As can be seen from the foregoing, the phrase "to respond" is utilized in paragraph 11 with reference to the obligation of employees on a furlough board to provide services elsewhere on the consolidated seniority district. Sub-paragraph (d) speaks to the consequences for employees who fail "to report" when called upon to provide services at other locations on the seniority district.

The provisions of paragraph 11(d) of clause 15 are remarkably similar to those of paragraph 8(b). Both appear to speak to the obligation of an employee to move from a furlough board to availability for some other form of service, either in a permanent or temporary position or vacancy or a temporary assignment, including spare board service. In the Arbitrator's view it is important to limit the interpretation of the phrase "to report" as it appears in paragraph 8(b) to the facts of the case at hand. The issue of what constitutes reporting for the purposes of responding to call for a permanent position, for example, does not arise on the facts disclosed. For the purposes of the case at hand, the Arbitrator need only deal with what might constitute the obligation to report for spare board duty. The language of paragraph 8(b) plainly ties the obligation to report to the call which triggers both the seventy-two hour and fifteen day periods contained within the paragraph. In that context, the call cannot easily be interpreted to mean a call to a specific spare board trip or assignment. Rather, it must be interpreted as relating to the obligation to present oneself as available to be placed upon the spare board, so as to be available for a specific call to work when when one's turn comes up.

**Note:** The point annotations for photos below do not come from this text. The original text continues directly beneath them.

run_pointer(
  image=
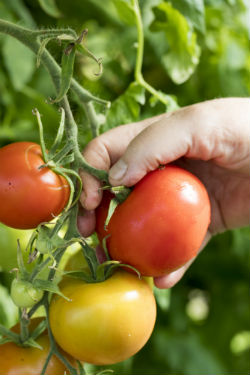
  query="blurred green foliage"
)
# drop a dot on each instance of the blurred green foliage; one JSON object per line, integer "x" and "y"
{"x": 194, "y": 50}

The foregoing interpretation is, moreover, consistent with the realities of furlough board service. Employees who are on furlough boards may be idle for substantial periods of time. In this case, for example, there are two furlough boards at Halifax, each of which is idle for two weeks at a time, in turn. The fact that employees on a furlough board may absent themselves from their home for periods of time, in the expectation that they will not be called to work, explains the period of delay allowed within the provisions of clause 15 when furlough board employees are called to some other form of service.

The facts in the case at hand reveal that Mr. Ross was not in Halifax when he was called for spare board service on October 27, 1992. He did, however, call the crew dispatcher on November 9, 1992 and placed his name on the spare board, as being available for work. However, he could not be reached when his turn came due on November 11, and declined an assignment when his turn came due again on November 13.

The concept of reporting as it is understood in paragraph 8(b) of the Memorandum of Agreement must, at a minimum, imply that an employee, in good faith, places himself or herself as available for service and willing to undertake any ensuing work assignment. While unforeseen circumstances may excuse an employee who has reported from the subsequent failure to protect a specific assignment, there can be no excuse for the employee who purports to report while harbouring no true intention of protecting any assignment of work. In the case at hand the Arbitrator is satisfied that Mr. Ross intended to manipulate the system so as to ensure his continuing unavailability for any assignment, as it appears he had since August 2, 1992. In these circumstances I cannot find that there was a true "reporting" within the meaning of paragraph 8(b) of the Memorandum of Agreement. In the result the grievor duly forfeited his seniority and his employment. In coming to that conclusion, the Arbitrator is satisfied that Mr. Ross did not provide a satisfactory explanation for his abandonment of his employment obligations.

For these reasons the grievance must be dismissed.